Сначала Владимир Ильич тщательно уничтожал черновики листовок и других нелегальных сочинений после переписки их молоком, а затем, пользуясь репутацией научно работающего человека, стал оставлять их в листах статистических и иных выписок, нанизанных его бисерным почерком. Да такую, например, вещь, как подробную объяснительную записку к программе, и нельзя было бы уничтожить в черновом виде: в один день ее нельзя было переписать; и потом Ильич, обдумывая ее, вносил постоянно исправления и дополнения. И вот, раз на свидании он рассказывал мне со свойственным ему юмором, как на очередном обыске в его камере жандармский офицер, перелистав немного изрядную кучу сложенных в углу книг, таблиц и выписок, отделался шуткой: «Слишком жарко сегодня, чтобы статистикой заниматься». Брат говорил мне тогда, что он особенно и не беспокоился: «Не найти бы в такой куче», а потом добавил с хохотом: «Я в лучшем положении, чем другие граждане Российской империи, — меня взять не могут». Он-то смеялся, но я, конечно, беспокоилась, просила его быть осторожнее и указывала, что если взять его не могут, то наказание, конечно, сильно увеличат, если он попадется; что могут и каторгу дать за такую дерзость, как писание нелегальных вещей в тюрьме.
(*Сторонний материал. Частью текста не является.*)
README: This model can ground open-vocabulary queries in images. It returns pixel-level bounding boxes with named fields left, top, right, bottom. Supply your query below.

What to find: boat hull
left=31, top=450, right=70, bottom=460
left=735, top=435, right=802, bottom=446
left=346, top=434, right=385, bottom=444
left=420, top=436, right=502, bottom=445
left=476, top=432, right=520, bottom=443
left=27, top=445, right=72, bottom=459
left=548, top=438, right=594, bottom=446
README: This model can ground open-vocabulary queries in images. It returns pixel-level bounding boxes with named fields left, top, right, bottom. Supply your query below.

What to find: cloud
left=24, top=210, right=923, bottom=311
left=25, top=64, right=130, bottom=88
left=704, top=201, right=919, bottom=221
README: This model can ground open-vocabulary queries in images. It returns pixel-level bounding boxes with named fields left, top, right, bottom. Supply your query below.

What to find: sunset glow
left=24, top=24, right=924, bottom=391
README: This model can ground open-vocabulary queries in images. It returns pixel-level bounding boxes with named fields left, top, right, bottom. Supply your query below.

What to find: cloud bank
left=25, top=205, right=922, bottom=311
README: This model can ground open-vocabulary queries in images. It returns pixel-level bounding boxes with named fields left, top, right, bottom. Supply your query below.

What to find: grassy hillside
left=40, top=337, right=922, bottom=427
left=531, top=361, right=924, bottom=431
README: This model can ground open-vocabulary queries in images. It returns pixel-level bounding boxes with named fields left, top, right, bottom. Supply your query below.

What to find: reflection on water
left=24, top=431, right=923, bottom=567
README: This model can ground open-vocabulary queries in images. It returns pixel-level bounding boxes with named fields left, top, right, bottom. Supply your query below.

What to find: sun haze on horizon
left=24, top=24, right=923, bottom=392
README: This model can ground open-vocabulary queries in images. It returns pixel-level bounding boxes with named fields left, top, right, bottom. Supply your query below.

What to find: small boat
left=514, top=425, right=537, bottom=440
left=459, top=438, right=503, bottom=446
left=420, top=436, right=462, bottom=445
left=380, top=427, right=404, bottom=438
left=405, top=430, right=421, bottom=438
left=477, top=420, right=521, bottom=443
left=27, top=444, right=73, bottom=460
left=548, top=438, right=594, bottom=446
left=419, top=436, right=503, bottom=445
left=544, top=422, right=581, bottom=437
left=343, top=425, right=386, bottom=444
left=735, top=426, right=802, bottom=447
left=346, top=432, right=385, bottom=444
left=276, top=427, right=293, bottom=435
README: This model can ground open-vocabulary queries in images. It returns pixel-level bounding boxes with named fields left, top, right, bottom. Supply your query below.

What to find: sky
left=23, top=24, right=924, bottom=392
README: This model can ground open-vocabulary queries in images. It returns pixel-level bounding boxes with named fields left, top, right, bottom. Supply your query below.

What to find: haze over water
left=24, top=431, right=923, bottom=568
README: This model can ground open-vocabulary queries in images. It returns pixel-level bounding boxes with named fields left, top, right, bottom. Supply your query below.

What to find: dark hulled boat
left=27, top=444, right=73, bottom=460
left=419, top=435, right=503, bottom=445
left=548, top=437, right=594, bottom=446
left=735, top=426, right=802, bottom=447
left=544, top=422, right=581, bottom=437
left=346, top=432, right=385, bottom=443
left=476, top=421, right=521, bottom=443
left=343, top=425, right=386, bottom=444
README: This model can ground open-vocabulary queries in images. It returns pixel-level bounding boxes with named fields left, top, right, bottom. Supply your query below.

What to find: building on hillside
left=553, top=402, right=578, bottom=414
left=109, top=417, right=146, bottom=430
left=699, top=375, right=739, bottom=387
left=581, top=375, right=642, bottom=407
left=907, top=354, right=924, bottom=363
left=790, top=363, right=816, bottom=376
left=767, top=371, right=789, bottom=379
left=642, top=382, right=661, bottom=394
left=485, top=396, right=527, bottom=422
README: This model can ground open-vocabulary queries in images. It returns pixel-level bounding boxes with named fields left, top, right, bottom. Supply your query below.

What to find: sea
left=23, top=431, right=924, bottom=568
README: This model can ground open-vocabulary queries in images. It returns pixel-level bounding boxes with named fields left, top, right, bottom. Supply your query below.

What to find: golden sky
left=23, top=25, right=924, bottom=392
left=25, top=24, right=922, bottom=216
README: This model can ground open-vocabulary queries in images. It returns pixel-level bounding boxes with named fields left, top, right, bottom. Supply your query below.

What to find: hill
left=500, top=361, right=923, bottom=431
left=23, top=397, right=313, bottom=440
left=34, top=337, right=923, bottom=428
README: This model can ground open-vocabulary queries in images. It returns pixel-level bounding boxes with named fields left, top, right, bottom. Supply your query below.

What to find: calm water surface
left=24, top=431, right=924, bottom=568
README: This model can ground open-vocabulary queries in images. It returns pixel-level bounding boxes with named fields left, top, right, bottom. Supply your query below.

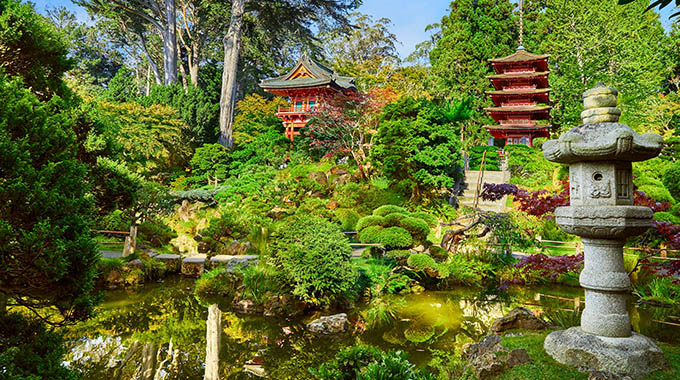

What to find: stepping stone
left=100, top=250, right=124, bottom=259
left=153, top=254, right=181, bottom=273
left=182, top=254, right=207, bottom=277
left=209, top=254, right=258, bottom=270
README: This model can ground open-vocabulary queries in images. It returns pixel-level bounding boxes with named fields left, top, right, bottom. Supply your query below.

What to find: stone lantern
left=542, top=84, right=667, bottom=378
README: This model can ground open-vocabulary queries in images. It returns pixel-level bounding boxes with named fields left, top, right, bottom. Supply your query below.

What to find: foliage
left=633, top=277, right=680, bottom=305
left=137, top=217, right=176, bottom=247
left=503, top=254, right=584, bottom=286
left=269, top=215, right=357, bottom=305
left=618, top=0, right=680, bottom=19
left=505, top=145, right=561, bottom=189
left=334, top=208, right=360, bottom=231
left=356, top=215, right=386, bottom=231
left=239, top=264, right=283, bottom=304
left=0, top=313, right=79, bottom=380
left=371, top=97, right=468, bottom=201
left=0, top=0, right=73, bottom=100
left=468, top=145, right=500, bottom=171
left=199, top=208, right=263, bottom=254
left=481, top=183, right=570, bottom=216
left=373, top=205, right=408, bottom=217
left=663, top=162, right=680, bottom=201
left=228, top=130, right=290, bottom=175
left=102, top=65, right=138, bottom=102
left=407, top=254, right=437, bottom=271
left=310, top=344, right=435, bottom=380
left=194, top=268, right=240, bottom=297
left=0, top=73, right=99, bottom=323
left=376, top=227, right=412, bottom=249
left=400, top=217, right=431, bottom=241
left=232, top=93, right=287, bottom=144
left=189, top=143, right=230, bottom=186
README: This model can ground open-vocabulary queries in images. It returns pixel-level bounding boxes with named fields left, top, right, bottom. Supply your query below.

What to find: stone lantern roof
left=543, top=84, right=663, bottom=163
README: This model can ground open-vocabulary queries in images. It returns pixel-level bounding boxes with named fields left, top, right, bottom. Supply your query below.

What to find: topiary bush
left=373, top=204, right=407, bottom=217
left=378, top=227, right=413, bottom=249
left=407, top=254, right=437, bottom=271
left=334, top=208, right=360, bottom=231
left=400, top=217, right=430, bottom=241
left=359, top=225, right=384, bottom=244
left=383, top=212, right=409, bottom=227
left=356, top=215, right=385, bottom=231
left=411, top=212, right=437, bottom=228
left=270, top=215, right=358, bottom=305
left=663, top=163, right=680, bottom=202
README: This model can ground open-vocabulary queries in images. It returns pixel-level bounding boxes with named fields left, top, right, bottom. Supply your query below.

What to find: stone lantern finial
left=581, top=83, right=621, bottom=124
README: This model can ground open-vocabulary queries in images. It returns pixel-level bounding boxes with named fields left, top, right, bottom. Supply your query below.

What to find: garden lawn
left=498, top=331, right=680, bottom=380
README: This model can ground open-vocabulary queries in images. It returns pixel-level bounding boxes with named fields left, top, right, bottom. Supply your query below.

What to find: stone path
left=99, top=250, right=259, bottom=276
left=458, top=170, right=511, bottom=212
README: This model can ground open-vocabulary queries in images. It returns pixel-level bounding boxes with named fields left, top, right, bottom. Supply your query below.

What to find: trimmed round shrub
left=383, top=212, right=409, bottom=227
left=270, top=216, right=357, bottom=305
left=359, top=225, right=384, bottom=244
left=400, top=217, right=430, bottom=241
left=378, top=226, right=412, bottom=248
left=386, top=249, right=410, bottom=259
left=407, top=253, right=436, bottom=271
left=373, top=204, right=407, bottom=217
left=356, top=215, right=385, bottom=231
left=411, top=212, right=437, bottom=228
left=334, top=208, right=360, bottom=231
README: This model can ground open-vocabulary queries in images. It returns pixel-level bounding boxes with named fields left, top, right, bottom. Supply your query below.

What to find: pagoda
left=484, top=47, right=552, bottom=147
left=259, top=54, right=357, bottom=141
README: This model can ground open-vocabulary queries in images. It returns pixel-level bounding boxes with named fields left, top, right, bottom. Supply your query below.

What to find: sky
left=33, top=0, right=678, bottom=60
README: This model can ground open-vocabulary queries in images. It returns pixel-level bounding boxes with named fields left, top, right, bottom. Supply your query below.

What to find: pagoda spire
left=518, top=0, right=524, bottom=48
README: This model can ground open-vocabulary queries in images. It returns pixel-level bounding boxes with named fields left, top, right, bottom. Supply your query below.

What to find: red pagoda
left=484, top=47, right=552, bottom=147
left=260, top=54, right=357, bottom=141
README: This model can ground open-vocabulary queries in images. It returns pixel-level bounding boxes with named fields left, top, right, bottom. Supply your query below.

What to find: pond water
left=63, top=276, right=680, bottom=379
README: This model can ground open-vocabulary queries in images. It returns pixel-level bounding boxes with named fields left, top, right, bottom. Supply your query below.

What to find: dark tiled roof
left=487, top=71, right=550, bottom=79
left=485, top=105, right=552, bottom=112
left=259, top=54, right=356, bottom=91
left=488, top=48, right=549, bottom=63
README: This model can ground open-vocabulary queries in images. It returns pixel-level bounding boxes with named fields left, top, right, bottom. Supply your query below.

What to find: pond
left=63, top=276, right=680, bottom=379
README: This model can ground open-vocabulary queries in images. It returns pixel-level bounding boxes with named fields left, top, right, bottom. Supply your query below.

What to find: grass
left=497, top=331, right=680, bottom=380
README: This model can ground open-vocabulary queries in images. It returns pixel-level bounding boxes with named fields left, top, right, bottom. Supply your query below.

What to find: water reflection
left=63, top=277, right=680, bottom=379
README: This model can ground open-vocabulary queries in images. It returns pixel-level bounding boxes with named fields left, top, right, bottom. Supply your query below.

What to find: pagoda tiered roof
left=259, top=54, right=356, bottom=96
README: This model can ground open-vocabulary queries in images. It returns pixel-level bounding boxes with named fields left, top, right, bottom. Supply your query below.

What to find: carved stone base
left=544, top=327, right=667, bottom=379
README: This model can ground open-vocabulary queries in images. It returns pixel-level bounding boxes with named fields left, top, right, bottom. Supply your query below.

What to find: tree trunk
left=139, top=32, right=162, bottom=85
left=146, top=65, right=151, bottom=96
left=189, top=47, right=199, bottom=87
left=177, top=39, right=188, bottom=90
left=123, top=223, right=139, bottom=257
left=164, top=0, right=178, bottom=85
left=218, top=0, right=246, bottom=148
left=204, top=304, right=221, bottom=380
И поэтому я всегда с тревогой ждала возвращения от него книги с химическим посланием. С особенной нервностью дожидалась я возвращения одной книги: помнится, с объяснительной запиской к программе, которая, я знала, вся сплошь была исписана между строк молоком. Я боялась, чтобы при осмотре ее тюремной администрацией не обнаружилось что-нибудь подозрительное, чтобы при долгой задержке буквы не выступили — как бывало иногда, если консистенция молока была слишком густа, — самостоятельно. И, как нарочно, в срок книги мне не были выданы. Все остальные родственники заключенных получили в четверг книги, сданные в тот же день, а мне надзиратель сказал кратко: «Вам нет», в то время как на свидании, с которого я только что вышла, брат заявил, что вернул книги. Эта в первый раз случившаяся задержка заставила меня предположить, что Ильич попался; особенно мрачной показалась и всегда мрачная физиономия надзирателя, выдававшего книги. Конечно, настаивать было нельзя, и я провела мучительные сутки до следующего дня, когда книги, в их числе книга с программой, были вручены мне.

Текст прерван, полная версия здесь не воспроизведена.